Piffaro's final digital concert of the season delves into the roots of fugue, the musical form whose intricacies have obsessed generations of composers and music lovers.

Philadelphia baroque ensemble Kleine Kammermusik augments Piffaro's renaissance shawms, dulcians, and lute with their oboes, bassoons, and harpsichord, tracing the development of the fugue from the 15th century to J.S. Bach.

The concert video, filmed at the historic Christ Church Christiana Hundred in Wilmington, DE, premieres at 7:30PM EST on May 28 and remains available on demand until June 3. Tickets are $15 and available for purchase at piffaro.org.

"Call it what you will - polyphonic, contrapuntal, fugal, imitative - this music was the highest achievement of composers from Jakob Obrecht (1457/8-1505) through Johann Sebastian Bach in the 18th c.," according to Bob Wiemken, artistic co-director of Piffaro. "The juxtapositions of early to late are striking, seeming worlds apart from one another. Who could have predicted in Obrecht's day the eventual offspring of his Fuga in Bach's great and justly famous Fugue in Gm?"

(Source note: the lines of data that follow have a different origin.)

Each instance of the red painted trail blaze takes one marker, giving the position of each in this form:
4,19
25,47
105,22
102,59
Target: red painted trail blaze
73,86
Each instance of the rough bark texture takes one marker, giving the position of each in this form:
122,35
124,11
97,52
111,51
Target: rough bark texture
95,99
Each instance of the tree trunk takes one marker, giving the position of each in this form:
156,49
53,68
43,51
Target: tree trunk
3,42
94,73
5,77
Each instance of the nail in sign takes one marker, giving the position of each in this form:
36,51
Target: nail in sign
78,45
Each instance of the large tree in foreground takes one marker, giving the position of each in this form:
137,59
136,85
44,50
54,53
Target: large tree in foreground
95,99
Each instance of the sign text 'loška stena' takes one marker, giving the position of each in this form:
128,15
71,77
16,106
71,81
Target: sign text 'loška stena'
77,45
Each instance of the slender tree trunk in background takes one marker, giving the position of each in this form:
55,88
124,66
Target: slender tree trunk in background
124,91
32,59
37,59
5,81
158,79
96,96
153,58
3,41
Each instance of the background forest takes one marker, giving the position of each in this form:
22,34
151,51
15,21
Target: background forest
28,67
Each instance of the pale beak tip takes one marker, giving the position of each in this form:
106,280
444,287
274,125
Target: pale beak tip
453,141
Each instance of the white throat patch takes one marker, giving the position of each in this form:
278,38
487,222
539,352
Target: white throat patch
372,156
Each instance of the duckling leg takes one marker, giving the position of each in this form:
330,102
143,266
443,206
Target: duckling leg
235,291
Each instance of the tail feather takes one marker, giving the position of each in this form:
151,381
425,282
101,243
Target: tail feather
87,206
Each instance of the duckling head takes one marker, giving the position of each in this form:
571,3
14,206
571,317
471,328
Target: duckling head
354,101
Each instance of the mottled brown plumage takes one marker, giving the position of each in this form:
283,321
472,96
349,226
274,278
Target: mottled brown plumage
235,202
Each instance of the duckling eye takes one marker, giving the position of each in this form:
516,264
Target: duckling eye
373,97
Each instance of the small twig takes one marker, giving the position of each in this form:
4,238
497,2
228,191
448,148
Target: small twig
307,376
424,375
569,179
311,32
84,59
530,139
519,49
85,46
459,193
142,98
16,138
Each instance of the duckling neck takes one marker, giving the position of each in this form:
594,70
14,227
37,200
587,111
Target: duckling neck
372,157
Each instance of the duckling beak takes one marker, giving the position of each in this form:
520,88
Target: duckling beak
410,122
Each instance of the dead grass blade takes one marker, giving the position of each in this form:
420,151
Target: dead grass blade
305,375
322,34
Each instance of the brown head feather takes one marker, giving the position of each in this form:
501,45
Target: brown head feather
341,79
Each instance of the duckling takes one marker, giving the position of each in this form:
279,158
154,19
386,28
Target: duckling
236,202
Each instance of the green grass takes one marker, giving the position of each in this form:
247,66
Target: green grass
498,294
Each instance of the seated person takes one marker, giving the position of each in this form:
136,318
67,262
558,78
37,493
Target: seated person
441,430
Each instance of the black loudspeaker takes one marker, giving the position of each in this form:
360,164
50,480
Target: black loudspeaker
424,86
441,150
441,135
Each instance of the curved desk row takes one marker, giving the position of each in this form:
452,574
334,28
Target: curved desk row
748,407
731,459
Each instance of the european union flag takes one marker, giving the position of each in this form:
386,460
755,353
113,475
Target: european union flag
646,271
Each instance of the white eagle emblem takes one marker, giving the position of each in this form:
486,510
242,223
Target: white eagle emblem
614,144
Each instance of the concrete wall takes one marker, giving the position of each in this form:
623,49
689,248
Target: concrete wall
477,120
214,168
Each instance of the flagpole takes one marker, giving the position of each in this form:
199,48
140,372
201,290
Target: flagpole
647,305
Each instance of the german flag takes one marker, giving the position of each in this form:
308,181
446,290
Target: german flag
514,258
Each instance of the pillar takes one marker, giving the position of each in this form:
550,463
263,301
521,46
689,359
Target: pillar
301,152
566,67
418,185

A growing number of early musicians are choosing to call Philadelphia home, including a majority of those in the chamber ensemble Kleine Kammermusik, which is dedicated to reviving music for baroque winds and continuo. Geoffrey Burgess teaches baroque oboe at the Eastman School of Music but chooses to live in Philadelphia with his husband Leon Schelhase, the ensemble's harpsichordist, who teaches historic keyboards at Curtis. Gambist Rebecca Humphrey helped found several local period music ensembles, including KKM, Night Music, and the Franklin Quartet. This geographic proximity of talent allows for a collaboration that traces the development of musical instruments through the centuries: the shawm evolves into the oboe, the dulcian into the bassoon, and the viola da gamba into the cello. And since the form of fugue gives equal weight and melody to each voice, we hear all these instruments as "soloists" within the intricate framework that fugue provides.

Kleine Kammermusik is dedicated to reviving the wealth of Baroque chamber music for winds and continuo. With paired oboes and recorders, and a supportive continuo group of bassoon, cello, viola da gamba, and keyboard, the group comprises a versatile blend of instruments suited to music from a wide range of contexts, from vivid outdoor celebrations and military fanfares to intimate chamber gatherings. Through innovative programming and imaginative use of space they create fresh and entertaining events with a distinctively historic flavor.

Kleine Kammermusik's debut recording, Fanfare and Filigree: Chamber Music from Paris and Dresden, was recently released on the Acis label and has received praise from Early Music America Magazine, Colorado Public Radio, and BBC Radio.